Some films benefit from such staginess – Lars Von Trier’s Dogville, for example. Yet there never seems to be any real point to this artificiality, which seems to mainly exist just to draw attention to itself. I guess this is director Oskar Roehler’s way of making us sure that we are being shown the life of a Great and Important Artist.

A large part of the film is shown from Fassbinder’s bedroom, with him in a dressing gown and pants, over which his bloated belly hangs. For most of the time he is accompanied by one of his 2 great lovers – first the Moroccan El Hedi, later Armin – and often by an extended entourage. And he behaves like an arsehole to every single one of them.

There’s lots of shouting and humiliation. A vegetarian is forced to eat meat until she’s sick. There’s also a lot of beer and cocaine, with Fassbinder looking increasingly out of control. It’s all a bit like watching a spoiled toddler screaming and screaming until he gets his own way. The Enfant Terrible is truly an awful child.

At no time does anyone stand up and say, hey Rainer Werner, stop fucking about with us like this.

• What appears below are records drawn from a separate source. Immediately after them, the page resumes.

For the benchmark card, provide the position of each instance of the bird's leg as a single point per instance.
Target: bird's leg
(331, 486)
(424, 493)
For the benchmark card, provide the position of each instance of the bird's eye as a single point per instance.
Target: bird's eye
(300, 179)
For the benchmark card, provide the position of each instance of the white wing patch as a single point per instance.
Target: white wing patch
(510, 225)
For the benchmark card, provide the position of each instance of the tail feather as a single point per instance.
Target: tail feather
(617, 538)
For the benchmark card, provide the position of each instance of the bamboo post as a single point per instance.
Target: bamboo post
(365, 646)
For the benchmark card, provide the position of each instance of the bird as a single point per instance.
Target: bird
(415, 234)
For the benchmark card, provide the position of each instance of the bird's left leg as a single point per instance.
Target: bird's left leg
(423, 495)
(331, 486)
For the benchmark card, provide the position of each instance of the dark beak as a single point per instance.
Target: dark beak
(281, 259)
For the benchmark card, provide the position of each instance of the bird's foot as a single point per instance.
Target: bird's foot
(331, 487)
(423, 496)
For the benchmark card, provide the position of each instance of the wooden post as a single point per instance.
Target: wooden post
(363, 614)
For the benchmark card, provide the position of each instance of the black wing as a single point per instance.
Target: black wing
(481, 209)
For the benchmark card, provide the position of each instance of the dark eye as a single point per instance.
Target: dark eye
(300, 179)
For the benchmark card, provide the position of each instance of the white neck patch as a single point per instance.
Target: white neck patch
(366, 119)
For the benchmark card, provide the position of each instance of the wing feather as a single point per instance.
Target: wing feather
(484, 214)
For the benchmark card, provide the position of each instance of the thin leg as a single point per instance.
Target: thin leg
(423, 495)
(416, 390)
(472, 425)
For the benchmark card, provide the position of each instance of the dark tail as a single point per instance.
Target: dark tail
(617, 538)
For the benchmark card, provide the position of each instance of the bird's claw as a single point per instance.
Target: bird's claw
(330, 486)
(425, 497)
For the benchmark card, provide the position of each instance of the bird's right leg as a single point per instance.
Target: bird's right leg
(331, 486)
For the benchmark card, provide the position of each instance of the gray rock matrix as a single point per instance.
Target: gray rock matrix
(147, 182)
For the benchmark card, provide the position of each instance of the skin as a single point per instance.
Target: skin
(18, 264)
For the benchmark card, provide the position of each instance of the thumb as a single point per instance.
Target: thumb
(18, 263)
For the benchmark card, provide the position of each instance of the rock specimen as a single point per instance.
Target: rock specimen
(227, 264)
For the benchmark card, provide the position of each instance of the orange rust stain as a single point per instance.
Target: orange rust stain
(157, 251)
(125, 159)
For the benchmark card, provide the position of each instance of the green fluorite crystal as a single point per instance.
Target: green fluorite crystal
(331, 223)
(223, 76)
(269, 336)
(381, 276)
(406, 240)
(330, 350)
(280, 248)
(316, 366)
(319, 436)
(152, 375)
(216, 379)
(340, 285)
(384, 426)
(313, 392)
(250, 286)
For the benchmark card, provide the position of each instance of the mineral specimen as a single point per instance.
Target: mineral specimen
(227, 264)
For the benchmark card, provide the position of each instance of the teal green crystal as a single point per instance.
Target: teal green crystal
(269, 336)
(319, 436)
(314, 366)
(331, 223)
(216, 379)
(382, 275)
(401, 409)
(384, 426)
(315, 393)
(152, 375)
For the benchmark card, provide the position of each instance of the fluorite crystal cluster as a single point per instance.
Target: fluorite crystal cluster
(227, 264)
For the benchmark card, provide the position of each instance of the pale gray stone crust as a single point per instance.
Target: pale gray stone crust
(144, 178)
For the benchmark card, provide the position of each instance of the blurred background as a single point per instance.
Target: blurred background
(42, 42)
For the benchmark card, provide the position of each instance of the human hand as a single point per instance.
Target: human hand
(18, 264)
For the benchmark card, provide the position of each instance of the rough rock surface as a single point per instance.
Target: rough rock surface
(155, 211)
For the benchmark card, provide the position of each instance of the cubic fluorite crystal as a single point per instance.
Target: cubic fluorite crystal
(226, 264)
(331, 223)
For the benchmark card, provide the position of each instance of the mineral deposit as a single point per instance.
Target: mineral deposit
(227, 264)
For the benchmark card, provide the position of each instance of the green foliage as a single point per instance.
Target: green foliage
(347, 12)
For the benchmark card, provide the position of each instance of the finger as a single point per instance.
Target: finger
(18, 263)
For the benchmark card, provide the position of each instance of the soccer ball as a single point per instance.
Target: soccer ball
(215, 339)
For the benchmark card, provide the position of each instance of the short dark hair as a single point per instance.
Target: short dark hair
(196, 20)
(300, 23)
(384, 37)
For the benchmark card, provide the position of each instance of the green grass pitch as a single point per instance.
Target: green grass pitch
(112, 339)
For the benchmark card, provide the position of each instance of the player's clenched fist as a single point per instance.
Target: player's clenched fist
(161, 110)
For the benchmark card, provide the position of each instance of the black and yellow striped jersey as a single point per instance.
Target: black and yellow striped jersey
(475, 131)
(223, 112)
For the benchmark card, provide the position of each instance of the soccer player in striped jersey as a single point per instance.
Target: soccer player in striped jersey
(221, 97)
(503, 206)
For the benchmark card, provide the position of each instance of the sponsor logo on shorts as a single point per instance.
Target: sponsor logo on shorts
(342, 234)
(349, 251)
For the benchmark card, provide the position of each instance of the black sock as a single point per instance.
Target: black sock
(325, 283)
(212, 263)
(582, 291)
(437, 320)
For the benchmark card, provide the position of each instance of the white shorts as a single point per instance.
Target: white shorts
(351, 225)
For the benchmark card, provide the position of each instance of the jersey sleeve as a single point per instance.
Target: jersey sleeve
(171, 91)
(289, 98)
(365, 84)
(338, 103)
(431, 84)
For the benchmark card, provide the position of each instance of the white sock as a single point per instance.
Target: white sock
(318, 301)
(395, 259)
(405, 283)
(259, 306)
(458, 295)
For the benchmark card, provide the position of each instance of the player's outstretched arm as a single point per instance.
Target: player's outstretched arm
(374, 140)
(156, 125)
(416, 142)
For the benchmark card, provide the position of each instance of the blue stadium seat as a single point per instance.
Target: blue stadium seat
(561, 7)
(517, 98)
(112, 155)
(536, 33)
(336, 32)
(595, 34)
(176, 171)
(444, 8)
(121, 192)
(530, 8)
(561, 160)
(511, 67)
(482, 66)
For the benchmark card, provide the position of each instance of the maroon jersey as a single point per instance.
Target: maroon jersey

His lovers are hurt, occasionally they break tables and televisions out of frustration, but they keep on returning for more abuse. Now this may have been what happened but if people were so desperate to stay with such an annoying prick, there must have been something they saw in him. We see none of this in the film.

You’d guess that what set Fassbinder apart was his artistic vision, but this is barely mentioned. Fassbinder’s films are rarely referred to, apart from a couple of scenes on the Berlinale podium and a brief chat with a vacuous Andy Vorhall. So the thing which might have made Fassbinder attractive is entirely absent. Which means that his lovers just come across as passive gluttons for punishment.

We are treated to over 2 hours in the company of a man who we’d normally avoid like crazy, while he being indulged by people who are not in awe of how he is but who he is. Even someone giving him a blow job pauses to ask for an autograph. If this were a party, we’d be grabbing a bottle and locking ourselves in the toilet or somewhere. The idea that anyone would willing spend time with this sort of person seems quite bizarre to me.

I’m not disputing the fact that Fassbinder produced great films, but we experience none of this in Enfant Terrible, which could have just as easily been about a twattish chiropractor or orthodontist. Except that no-one would pay good money to see a film about them. So what is it with the unconditional hero worship that merely the name Fassbinder in the cast list means that any criticism is forbidden?

I suspect that one of the implied messages of this film is that genius comes from antisocial behaviour – that the greatest works of art come from sordid individuals breaking social rules. Now this is not a point of view that I share, but even if it were true, would it hurt to show the product of this genius – to show the great art that allegedly resulted from such shitty behaviour?

Excuse me if I have overreacted. I am sure there are all sorts of people who are not pseudy posers who will nevertheless get something important from the film. And whole chunks of it are indubitably well made. But I really fail to see the point. A story about an artist that shows (but doesn’t try to explain) his personal failings, but doesn’t let us into any of his art?

It’s like my mate once said after she’d paid good money to see Nicolas Cage drinking himself to death in Leaving Las Vegas. “If I wanted to see that sort of thing, I could have stayed at home and watched my boyfriend.” Funnily enough, they didn’t last too much longer together. Despite the critical acclaim that’s pretty much how it is between me and Enfant Terrible.